I didn’t find any. I did, however, find that traffic is pretty bad, which might be the subject of the NYT’s next expose.

My research was perhaps no more scientific than that of the New York Times writer, but I did talk to 10 people, not one of whom believed there was more hugging in Los Angeles than anywhere else. But then, none of them was drinking MoonJuice, communing with a shaman or buying ’shrooms, so they might not be living in the hugging bubble.

Actually, I did see one hug. A security guard at the Crenshaw Imperial Center strip mall hugged a high school student who was leaving a charter high school.

“More huggin’ means more lovin’ is going on,” said Melia Nash, although the security guard discounted the likelihood that we are particularly hug-prone in L.A.

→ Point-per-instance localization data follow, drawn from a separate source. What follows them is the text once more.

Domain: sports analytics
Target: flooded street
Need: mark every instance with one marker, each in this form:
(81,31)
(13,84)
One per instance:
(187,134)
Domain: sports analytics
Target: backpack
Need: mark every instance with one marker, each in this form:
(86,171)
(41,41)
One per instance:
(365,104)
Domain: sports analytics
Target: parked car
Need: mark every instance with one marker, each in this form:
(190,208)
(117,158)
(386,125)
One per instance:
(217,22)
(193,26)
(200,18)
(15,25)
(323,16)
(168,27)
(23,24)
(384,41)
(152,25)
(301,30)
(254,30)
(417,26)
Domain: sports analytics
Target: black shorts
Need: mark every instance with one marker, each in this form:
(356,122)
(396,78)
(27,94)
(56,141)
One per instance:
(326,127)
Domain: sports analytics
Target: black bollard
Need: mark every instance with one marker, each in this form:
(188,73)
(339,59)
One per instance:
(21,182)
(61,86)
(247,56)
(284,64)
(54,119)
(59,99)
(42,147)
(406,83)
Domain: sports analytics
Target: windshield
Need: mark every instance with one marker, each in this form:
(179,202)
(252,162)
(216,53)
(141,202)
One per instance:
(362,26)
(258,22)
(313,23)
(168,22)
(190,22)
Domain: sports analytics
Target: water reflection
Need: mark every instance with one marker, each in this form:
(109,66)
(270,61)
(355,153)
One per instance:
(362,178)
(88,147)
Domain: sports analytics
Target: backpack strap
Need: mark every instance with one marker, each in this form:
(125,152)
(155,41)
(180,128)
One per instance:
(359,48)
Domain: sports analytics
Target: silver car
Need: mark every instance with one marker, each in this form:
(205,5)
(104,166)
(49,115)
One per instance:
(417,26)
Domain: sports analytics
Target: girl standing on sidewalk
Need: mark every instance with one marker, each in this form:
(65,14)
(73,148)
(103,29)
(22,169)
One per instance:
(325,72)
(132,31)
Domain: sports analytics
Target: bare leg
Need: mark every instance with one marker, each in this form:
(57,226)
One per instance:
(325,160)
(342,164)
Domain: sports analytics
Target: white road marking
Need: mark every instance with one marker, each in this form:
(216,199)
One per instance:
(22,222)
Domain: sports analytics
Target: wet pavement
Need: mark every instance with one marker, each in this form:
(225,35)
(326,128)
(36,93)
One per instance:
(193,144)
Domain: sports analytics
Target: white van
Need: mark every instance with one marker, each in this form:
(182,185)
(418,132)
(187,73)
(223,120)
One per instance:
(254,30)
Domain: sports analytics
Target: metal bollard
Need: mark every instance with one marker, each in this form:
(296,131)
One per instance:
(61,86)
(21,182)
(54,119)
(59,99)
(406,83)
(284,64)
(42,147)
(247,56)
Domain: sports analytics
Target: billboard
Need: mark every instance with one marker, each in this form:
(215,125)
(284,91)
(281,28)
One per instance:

Jose and Adriana Romo were holding hands on their way to lunch, but they looked at me like I was crazy when I asked if we seemed to have a hugging problem here.

At 71st and Crenshaw, LAPD Officer David Heilman told me he’s a hugger.

“I hug my wife, my son and my dog,” he said, but when writing tickets for moving violations, he said, he holds off on the embraces.

At Pan Pacific Park, I found Heather Hannasch, who was visiting from Dallas, with her friend Melissa Pearson, who lives in Santa Clarita. Hannasch said she thinks there’s more hugging in Dallas than in L.A., a tip which I offer free of charge to the NYT culture reporter, should she choose to expand the scope of her work.

Pearson, meanwhile, said she thinks of L.A. as a place where it’s hard to connect, let alone do much hugging.

At the mall in Eagle Rock, Biddhut Barua said he’s from India, which has more of a handshake culture, but he said he also hasn’t found L.A. to be one big hugging party. Jennifer Payne said she’s a local who once lived in Texas, where there was more hugging than here.

And Pete Huang and Chris Zhao, visiting from their home in Santa Barbara, said there’s more hugging in Santa Barbara than in L.A. because it’s a small community and people tend to know one another well enough to hug upon meeting.

I got a late start on this column and tried unsuccessfully to reach out to the New York Times writer for comment.

When I first got to L.A., there were probably more than a few things I didn’t understand about this place. Twenty years later, I appreciate how difficult a metropolis it is to define in simple terms.

It defies stereotyping and begs you to challenge your own narrow perspective and celebrate its many wonders.

If you agree, send a nice note. But I will not be accepting any hugs, even if you happen to be a shaman.